The cells were not happy about this. When allowed to grow in culture after the magnetic field treatment, the cells were “rounded off, with membrane shrinkage and loss of membrane integrity” and “an apparent fractioning and redistribution of nucleus material.” In other words, they died. That was even more carnage than the researchers imagined, so much so that they had to reconfigure their hypothesis about how exactly the discs’ rotation would cause cell death.
“We didn’t expect much, when we tried the in vitro experiments,” Novosad said. “But the very first results were so surprising, the next experiments were just to confirm that we did indeed have such a strong anti-cancer effect.”
After a weak magnetic field is applied, the microdiscs rotate (courtesy of Argonne)
Rather than ripping holes in the membrane, further experiments found that the discs wreaked havoc through a more discrete mechanism. In the membrane of cells are a group of proteins called stretch receptors, portals that open when the skin of the cell is stretched. Once the doors are open, calcium flows into the cell - a good thing in small quantities, as calcium is responsible for neuronal communication and other functions. But when the stretch receptors are held open by rotating microdiscs, calcium floods into the cell and triggers apoptosis, also known by the intimidating name of “programmed cell death.” A refusal to undergo apoptosis is one hallmark of a tumor cell, so the oscillating microdiscs may disrupt tumors by convincing previously stubborn cells to die.
“Perhaps it doesn’t matter how it works. The important thing is that it works,” Lesniak said. “The great thing about this approach is it changes the mindset from trying to use pharmaceutical agents to do something to a cell to actually damaging the cancer cell in a mechanical fashion.”

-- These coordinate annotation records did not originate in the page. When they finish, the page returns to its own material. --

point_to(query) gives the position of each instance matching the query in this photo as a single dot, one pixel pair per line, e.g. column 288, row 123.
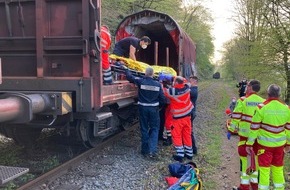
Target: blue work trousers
column 149, row 126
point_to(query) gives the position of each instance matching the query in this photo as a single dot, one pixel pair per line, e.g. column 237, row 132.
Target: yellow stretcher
column 141, row 66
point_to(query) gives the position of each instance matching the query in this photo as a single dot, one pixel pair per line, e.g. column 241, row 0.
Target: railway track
column 42, row 182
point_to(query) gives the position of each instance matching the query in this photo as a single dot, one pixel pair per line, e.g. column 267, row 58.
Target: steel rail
column 55, row 173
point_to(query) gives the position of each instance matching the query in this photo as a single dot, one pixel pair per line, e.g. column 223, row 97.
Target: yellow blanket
column 141, row 66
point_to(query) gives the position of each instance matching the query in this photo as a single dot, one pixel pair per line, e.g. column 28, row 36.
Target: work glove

The treatment, like the nanoscale photocatalysts I wrote about previously, is still many years away from clinical trials - Rozhkova, Novosad and Lesniak said that animal trials will begin shortly, with clinical trials to follow if results continue to be promising. Besides proving that the technique will work in an actual brain, the research must also make sure that the microdiscs do not have side effects that outweigh their benefit, either by killing off normal cells as well as tumor cells or producing an immune rejection by other parts of the body. How to get the microdiscs to the tumor is another problem to solve, Lesniak said; it’s possible that they could be merely injected into the blood, but it’s not clear whether they would reach the brain that way, or whether they would have to be directly applied to the tumor during surgery.
Regardless, it’s a promising technique, one that takes full advantage of a unique partnership between a leading research hospital and a leading materials research laboratory separated by only 25 miles of the Stevenson Expressway. And yet another potential use for nanomaterials, which Rozhkova likes to think of as the Swiss Army Knives of material science with applications for energy, manufacturing and medicine.
“For these magnetic particles, you cannot find any precedent in therapeutics or pharmaceutical agents because they are unique,” Rozhkova said. “These are excellent materials with lots of functions.”